Leetcode 2011: Final Value of Variable After Performing Operations
In a simplified programming language, there are only four operations: incrementing or decrementing a variable X by 1. You are given a list of operations that can either increment or decrement the value of X. Your task is to determine the final value of X after applying all the operations.
Problem
Approach
Steps
Complexity
Input: You are given an array of strings, where each string represents an operation on the variable X. The operations can be any of the following: '++X', 'X++', '--X', or 'X--'. Initially, X is set to 0.
Example: operations = ["X++", "--X", "++X"]
Constraints:
• 1 <= operations.length <= 100
• operations[i] will be either '++X', 'X++', '--X', or 'X--'.
Output: Return the final value of X after performing all operations.
Example: Output: 1
Constraints:
• The output will be an integer.
Goal: The goal is to calculate the final value of X after applying all the operations sequentially.
Steps:
• Start with X initialized to 0.
• Iterate through each operation in the list.
• For each operation, update the value of X accordingly: increment if the operation is '++X' or 'X++', decrement if the operation is '--X' or 'X--'.
• Return the final value of X.
Goal: The operations array will contain at least one operation, and no more than 100 operations.
Steps:
• 1 <= operations.length <= 100
• operations[i] will be either '++X', 'X++', '--X', or 'X--'.
Assumptions:
• The initial value of X is 0.
• The operations are applied in the order they appear in the list.
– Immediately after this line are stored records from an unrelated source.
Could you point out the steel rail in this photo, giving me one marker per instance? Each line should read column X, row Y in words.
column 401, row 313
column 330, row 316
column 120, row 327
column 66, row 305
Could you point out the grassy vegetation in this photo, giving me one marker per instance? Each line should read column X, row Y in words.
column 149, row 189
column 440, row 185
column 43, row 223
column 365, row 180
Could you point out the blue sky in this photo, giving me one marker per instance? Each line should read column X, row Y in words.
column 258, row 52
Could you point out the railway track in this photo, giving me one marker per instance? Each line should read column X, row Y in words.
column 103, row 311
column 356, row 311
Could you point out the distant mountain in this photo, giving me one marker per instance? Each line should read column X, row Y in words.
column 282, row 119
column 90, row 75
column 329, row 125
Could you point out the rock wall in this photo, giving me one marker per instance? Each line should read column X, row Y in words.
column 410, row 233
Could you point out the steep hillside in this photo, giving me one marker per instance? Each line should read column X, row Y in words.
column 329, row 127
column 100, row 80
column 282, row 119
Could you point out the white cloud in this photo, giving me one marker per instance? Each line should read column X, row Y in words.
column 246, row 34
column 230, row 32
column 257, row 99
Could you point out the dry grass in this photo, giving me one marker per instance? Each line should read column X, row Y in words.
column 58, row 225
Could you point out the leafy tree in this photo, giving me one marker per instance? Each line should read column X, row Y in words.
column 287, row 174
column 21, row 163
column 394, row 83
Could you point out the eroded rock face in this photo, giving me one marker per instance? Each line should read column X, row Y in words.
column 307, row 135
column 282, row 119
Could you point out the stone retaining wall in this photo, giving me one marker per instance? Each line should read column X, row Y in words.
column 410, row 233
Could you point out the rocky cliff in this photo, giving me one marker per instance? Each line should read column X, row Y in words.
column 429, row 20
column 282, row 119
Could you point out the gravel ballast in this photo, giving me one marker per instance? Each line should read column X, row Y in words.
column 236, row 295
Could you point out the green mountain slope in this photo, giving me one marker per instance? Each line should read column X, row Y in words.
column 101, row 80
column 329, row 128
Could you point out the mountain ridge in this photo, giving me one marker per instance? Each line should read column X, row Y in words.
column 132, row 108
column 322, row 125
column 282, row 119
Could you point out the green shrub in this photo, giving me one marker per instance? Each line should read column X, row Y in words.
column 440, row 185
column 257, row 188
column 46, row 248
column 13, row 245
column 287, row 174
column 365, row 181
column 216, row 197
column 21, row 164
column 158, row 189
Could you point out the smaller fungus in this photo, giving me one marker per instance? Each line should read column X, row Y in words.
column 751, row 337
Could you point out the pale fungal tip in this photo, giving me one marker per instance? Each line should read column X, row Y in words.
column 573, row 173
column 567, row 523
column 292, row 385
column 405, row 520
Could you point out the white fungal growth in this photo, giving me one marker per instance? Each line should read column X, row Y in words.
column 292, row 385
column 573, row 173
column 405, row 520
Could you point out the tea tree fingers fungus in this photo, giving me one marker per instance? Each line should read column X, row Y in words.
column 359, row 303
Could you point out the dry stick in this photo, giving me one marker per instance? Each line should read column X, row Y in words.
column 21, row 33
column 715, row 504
• Input: Example 1: Input: operations = ["X++", "--X", "++X"]
• Explanation: The operations are applied as follows: X = 0 initially. 'X++' increments X to 1, '--X' decrements X to 0, '++X' increments X to 1. The final value of X is 1.
• Input: Example 2: Input: operations = ["++X", "++X", "X++"]
• Explanation: The operations are applied as follows: X = 0 initially. '++X' increments X to 1, '++X' increments X to 2, 'X++' increments X to 3. The final value of X is 3.
• Input: Example 3: Input: operations = ["X++", "--X", "X--"]
• Explanation: The operations are applied as follows: X = 0 initially. 'X++' increments X to 1, '--X' decrements X to 0, 'X--' decrements X to -1. The final value of X is -1.
Approach: We can simply iterate over the operations list, update the value of X based on each operation, and return the final value.
Observations:
• The operations only involve simple increments and decrements of X.
• The operations are applied in sequence, and each operation affects the value of X directly.
• Since the operations are straightforward and independent, we can solve this problem using a simple loop to apply each operation sequentially.
Steps:
• Initialize a variable X with a value of 0.
• Loop through each operation in the operations array.
• Update the value of X based on the operation (increment or decrement).
• Return the final value of X after all operations are applied.
Empty Inputs:
• The input array will never be empty, as per the constraints.
Large Inputs:
• The solution should handle the maximum input size of 100 operations efficiently.
Special Values:
• The initial value of X is always 0.
Constraints:
• Ensure that the operations are valid as per the given constraints.
int finalValueAfterOperations(vector<string>& operations)
{
int X = 0;
for(int i=0;i<operations.size();i++)
{
if(operations[i]=="X++")
{
X++;
}
else if(operations[i] == "++X")
{
++X;
}
else if(operations[i] == "X--")
{
X--;
}
else if(operations[i] == "--X")
{
--X;
}
}
return X;
}
1 : Function Definition
int finalValueAfterOperations(vector<string>& operations)
Defines the function `finalValueAfterOperations` that takes a vector of strings representing operations and returns the final value of `X`.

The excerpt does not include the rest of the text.